Domfront se tourna vers Mathilde. Les yeux de la jeune fille faillirent exploser et le rouge s’ajouta au bleu qui colorait ses joues. Un silence lourd envahit le cabinet. Ce fut finalement Domfront qui le rompit.
 
- Bon, assez joué, connaissez-vous le nom de Philip Marient ?
 
- Non, ça ne me dit rien.
 
- Vous êtes certain ? Nous avons des preuves que cet homme finance largement la Geste Française à laquelle vous appartenez.
 
- Je ne connais pas tous les donateurs de notre cause, vous m’en excuserez. A présent, je vous demanderais de sortir, ou cela pourrait mal tourner. Je n’apprécie pas votre comportement. Vous connaissez le chemin.
 
Domfront s’approcha du médecin, qui fit d’instinct un pas en arrière.
 
- Vous avez tout à fait raison, tout ça pourrait très mal tourner, reprit Luc. Je vous demande donc une dernière fois si vous savez quels liens unissaient Philip Marient à Martin Dampierre ? Je vous conseille de me répondre.

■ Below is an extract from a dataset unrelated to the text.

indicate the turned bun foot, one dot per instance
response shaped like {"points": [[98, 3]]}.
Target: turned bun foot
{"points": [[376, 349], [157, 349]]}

- Je viens de vous dire que je ne connais pas ce monsieur Marient, je ne vois donc pas ce que je pourrais savoir à propos de ces relations. De plus, je vous conseille de surveiller votre langage, je n’ai pas à supp…
 
Luc empoigna avec force le col de Ledon et, après l’avoir décollé du sol, il le poussa contre un mur en pressant les poings contre son cou.
 
- Ecoutez docteur, nous n’avons pas de temps à perdre. Que savez-vous des liens de Dampierre avec Marient !
 
- Je… je vous jure que je ne sais rien, balbutia Ledon
 
- Vous êtes bien le président de l’association du vieux mur, n’est-ce pas ? demanda Mathilde en approchant à son tour.
 
- Je ne connais pas d’association de ce nom.
 
- J’ai pourtant une copie d’une parution au Journal Officiel où votre nom apparaît en toutes lettres. C’est une erreur d’impression ? demanda Mathilde pendant que Luc secouait violemment le col de Ledon.
 
- Non, effectivement je me souviens maintenant, avoua-t-il finalement. Mais l’association n’existe plus depuis près de quinze ans. Elle n’a jamais fait grand-chose… ce n’était qu’un nom. Une coquille vide.
 
- Vous savez tout de même qu’elle a organisé un chantier de fouilles où sept personnes sont mortes ? demanda Luc.
- C’est faux, les morts de la Heurte sont arrivées après la fin du chantier, le « vieux mur » ne peut pas être tenu pour responsable de ce qui s’est passé !
 
- C’est impressionnant de voir à quelle vitesse la mémoire vous revient, docteur, fit remarquer Luc Domfront.
 
- Et bien oui, je l’avoue, la police est venue me voir. Ils se demandent si cette affaire à quelque chose à voir avec les meurtres des derniers jours.
 
- Et qu’est-ce que vous en pensez vous-même ? interrogea Luc en le secouant de nouveau.
 
- Que c’est totalement idiot ! La Heurte était un accident. Je n’ai jamais suivi ce que faisait le « vieux mur », j’ai simplement prêté mon nom lors de la création. C’est courant, non ?!
 
- Et qui vous avait demandé un coup de main ? Ce devait être quelqu’un en qui vous aviez confiance pour lui abandonner tous les pouvoirs légaux et financiers comme ça ? demanda Domfront.
 
- Je n’ai rien à vous dire, je ne sais même pas qui vous êtes.
 
Ledon semblait au moins dire la vérité sur ce point-là. La marque de Domfront ne lui inspirait rien.
 
- Ecoutez, reprit le médecin, je n’ai rien à cacher et je répondrai aux nouvelles questions que la police pourrait me poser. Mais si vous ne me lâchez pas tout de suite, je vous jure que... de toute façon, je ne sais rien des comptes en banque des uns et des autres et…
Luc Domfront se figea soudain. Il y avait quelque chose. Un mot.
 
- Qu’est-ce que vous avez dit ? demanda-t-il en reposant Ledon.
 
- Que je ne sais rien de…
 
- Viens Mathilde, ajouta le jeune homme en laissant tomber Ledon au sol, je crois que j’ai compris.
 
Et, sous le regard éberlué du docteur, il saisit la main de Mathilde et l’entraîna au-dehors.